Parsing is delegated to the Symfony Serializer component. This component has its own test suite.

Strong typing

Strong typing is ensured by our "strong typing" functional test suite and the unit tests of the AbstractItemNormalizer class.

You might also be interested to see how extra attributes are ignored.

Validate incoming content-types

Incoming content-types validation is ensured by our "validate incoming content-types" functional test suite and the unit tests of the DeserializeListener class.

Validate response types

Response type validation is ensured by our "validate response types" functional test suite and the unit tests of the AddFormatListener class.

XML input validation

XML parsing is delegated to the Symfony Serializer component. This component has its own test suite.

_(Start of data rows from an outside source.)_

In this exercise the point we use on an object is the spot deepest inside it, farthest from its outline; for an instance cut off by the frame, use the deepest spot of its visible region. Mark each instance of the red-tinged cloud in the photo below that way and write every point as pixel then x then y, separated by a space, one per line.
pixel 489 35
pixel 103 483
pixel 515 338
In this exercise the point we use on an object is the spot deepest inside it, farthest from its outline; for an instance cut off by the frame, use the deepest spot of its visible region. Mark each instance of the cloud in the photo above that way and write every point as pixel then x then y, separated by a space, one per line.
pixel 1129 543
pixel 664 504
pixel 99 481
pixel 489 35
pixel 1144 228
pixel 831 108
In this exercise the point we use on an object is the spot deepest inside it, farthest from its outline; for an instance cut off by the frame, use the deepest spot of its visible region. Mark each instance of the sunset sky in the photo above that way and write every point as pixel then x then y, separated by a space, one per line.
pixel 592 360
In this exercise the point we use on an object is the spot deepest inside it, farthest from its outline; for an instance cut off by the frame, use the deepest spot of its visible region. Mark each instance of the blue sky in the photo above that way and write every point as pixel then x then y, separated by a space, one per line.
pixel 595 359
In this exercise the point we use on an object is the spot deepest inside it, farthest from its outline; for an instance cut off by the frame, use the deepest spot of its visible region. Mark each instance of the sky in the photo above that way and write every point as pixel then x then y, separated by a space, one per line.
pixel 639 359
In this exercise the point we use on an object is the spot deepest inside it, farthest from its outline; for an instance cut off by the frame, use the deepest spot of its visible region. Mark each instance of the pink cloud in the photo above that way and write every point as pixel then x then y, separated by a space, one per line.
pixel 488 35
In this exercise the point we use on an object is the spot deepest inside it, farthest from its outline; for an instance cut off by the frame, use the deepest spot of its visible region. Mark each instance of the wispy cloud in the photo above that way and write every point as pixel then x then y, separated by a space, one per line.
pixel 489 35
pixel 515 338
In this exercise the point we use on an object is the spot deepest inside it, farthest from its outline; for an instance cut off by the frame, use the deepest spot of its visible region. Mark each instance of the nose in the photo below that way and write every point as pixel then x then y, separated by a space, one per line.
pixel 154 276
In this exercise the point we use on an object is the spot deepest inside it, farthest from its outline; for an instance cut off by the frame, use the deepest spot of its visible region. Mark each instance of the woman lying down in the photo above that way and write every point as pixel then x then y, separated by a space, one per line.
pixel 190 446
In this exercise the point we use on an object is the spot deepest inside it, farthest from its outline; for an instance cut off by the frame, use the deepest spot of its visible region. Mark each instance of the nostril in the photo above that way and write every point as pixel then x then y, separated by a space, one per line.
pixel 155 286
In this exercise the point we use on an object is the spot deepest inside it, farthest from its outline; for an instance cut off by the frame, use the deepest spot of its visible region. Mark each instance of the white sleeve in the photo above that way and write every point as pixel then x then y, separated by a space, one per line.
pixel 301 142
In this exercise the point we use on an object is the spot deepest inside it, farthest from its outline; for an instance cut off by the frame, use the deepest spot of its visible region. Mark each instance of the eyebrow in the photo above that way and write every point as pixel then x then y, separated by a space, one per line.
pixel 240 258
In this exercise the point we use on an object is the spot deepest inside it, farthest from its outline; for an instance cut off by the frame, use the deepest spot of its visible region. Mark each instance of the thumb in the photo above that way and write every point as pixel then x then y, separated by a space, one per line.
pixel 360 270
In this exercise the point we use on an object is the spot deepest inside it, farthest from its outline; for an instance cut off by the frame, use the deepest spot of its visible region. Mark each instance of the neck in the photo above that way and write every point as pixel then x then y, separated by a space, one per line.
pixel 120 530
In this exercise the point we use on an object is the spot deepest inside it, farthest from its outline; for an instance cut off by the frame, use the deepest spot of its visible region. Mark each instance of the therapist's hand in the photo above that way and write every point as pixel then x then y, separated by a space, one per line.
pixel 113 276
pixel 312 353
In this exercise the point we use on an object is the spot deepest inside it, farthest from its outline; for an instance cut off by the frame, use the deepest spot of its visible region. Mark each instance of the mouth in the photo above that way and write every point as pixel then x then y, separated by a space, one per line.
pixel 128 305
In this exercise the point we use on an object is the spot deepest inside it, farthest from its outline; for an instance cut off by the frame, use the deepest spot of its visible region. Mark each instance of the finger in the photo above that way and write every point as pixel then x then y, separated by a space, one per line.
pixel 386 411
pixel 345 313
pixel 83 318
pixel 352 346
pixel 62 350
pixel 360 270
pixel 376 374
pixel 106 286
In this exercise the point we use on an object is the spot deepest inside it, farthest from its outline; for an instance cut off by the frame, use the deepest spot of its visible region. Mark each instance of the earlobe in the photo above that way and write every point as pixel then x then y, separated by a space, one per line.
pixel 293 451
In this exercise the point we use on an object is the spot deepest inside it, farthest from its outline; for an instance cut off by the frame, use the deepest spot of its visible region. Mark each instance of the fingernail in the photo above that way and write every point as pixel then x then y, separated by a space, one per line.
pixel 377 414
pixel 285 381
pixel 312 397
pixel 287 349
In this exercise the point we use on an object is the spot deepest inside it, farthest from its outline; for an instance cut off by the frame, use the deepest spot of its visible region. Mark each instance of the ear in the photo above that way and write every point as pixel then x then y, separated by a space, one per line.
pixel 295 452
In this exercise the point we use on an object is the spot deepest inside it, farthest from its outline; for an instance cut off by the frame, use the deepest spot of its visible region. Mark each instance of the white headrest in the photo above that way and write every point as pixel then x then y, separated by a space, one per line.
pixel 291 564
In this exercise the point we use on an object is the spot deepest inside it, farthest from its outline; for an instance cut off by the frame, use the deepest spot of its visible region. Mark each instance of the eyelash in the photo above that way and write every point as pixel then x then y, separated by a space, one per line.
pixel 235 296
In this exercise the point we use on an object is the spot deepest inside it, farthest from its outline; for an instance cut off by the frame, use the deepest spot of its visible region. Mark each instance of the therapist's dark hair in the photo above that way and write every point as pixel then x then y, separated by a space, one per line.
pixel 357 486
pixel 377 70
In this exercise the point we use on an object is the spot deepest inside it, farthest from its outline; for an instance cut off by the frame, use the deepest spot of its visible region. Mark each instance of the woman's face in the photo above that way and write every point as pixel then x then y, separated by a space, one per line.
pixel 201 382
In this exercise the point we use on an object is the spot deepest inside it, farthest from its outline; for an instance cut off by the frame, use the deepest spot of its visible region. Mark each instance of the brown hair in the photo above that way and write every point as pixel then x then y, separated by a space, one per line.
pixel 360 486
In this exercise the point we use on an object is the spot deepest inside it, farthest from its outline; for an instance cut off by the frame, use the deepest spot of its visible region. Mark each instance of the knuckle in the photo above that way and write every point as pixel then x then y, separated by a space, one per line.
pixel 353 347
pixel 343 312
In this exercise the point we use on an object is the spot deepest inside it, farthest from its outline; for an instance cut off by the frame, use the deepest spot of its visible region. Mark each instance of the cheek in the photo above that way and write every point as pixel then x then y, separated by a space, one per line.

Framework-Provided validation

API Platform is shipped with the Symfony Validator component , one of the most popular framework validation in the world.

Output encoding

Send security headers

The sending of security headers is ensured by our "send security headers" functional test suite and the unit tests of the RespondListener , ExceptionAction and ValidationExceptionListener .

JSON encoding

API Platform relies on the Symfony Serializer component, to encode JSON. This component has its own test suite.

XML encoding

API Platform relies on the Symfony Serializer component, to encode XML. This component has its own test suite.

Cryptography

Cryptography for transit and storage should be enabled and properly configured on your servers depending of the nature of you application. API Platform natively supports both HTTPS (always recommended) and HTTP (for read-only public data only).

Message Integrity

API Platform relies on the LexikJWTAuthenticationBundle, for JWT support. This bundle and the underlying JSON Object Signing and Encryption library for PHP library have their own test suites.

HTTP Return Code

Setting proper HTTP return codes is delegated to the Symfony Security component. This component has its own test suite.